Closed MyVanitar closed 7 years ago
FPS of Yolo can't be more than FPS of network camera, so problem in your camera. What FPS-detection and FPS-capture did you get for your camera? Just comment this line: https://github.com/AlexeyAB/darknet/blob/88e2fce754c551a5adbb470514a12a7a9ae95a07/src/yolo_console_dll.cpp#L134 (FPS detection will be more than FPS camera, but it does not make sense, because the same frames will be re-used)
We can read video-file faster than real-time
Results in the result_vec
Un-comment this line - it will shows result, but FPS will be decreased: https://github.com/AlexeyAB/darknet/blob/88e2fce754c551a5adbb470514a12a7a9ae95a07/src/yolo_console_dll.cpp#L169
0.24
is threshold: https://github.com/AlexeyAB/darknet/blob/88e2fce754c551a5adbb470514a12a7a9ae95a07/src/yolo_console_dll.cpp#L148
What FPS-detection and FPS-capture did you get for your camera?
The camera I use is from the Android application and its allocated IP address. FPS detection is around 43 to 44 and FPS capture varies from 15 to 30, dependent on video scenes and if I move the camera or not. usually it satys around 20.

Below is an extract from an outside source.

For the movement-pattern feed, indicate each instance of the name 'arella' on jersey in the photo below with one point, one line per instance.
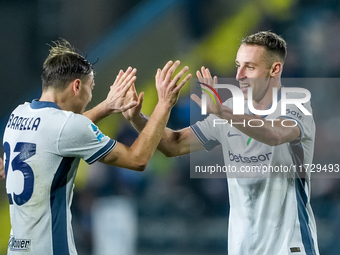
(22, 123)
(43, 146)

Did you get this result after or before this line was commented? https://github.com/AlexeyAB/darknet/blob/88e2fce754c551a5adbb470514a12a7a9ae95a07/src/yolo_console_dll.cpp#L134
@VanitarNordic Also you can try to use new state-of-art model (for classification and segmentation) densenet201_yolo.cfg and densenet201.300
instead of yolo-voc.2.0.cfg and darknet19_448.conv.23
to train your detector and measure IoU: https://github.com/AlexeyAB/darknet/issues/179#issuecomment-329829708
Did you get this result after or before this line was commented?
Not yet, I'll do and inform you. The phone says it supports up to 30FPs and it is its default refresh rate speed.
Also you can try to use new state-of-art model (for classification and segmentation)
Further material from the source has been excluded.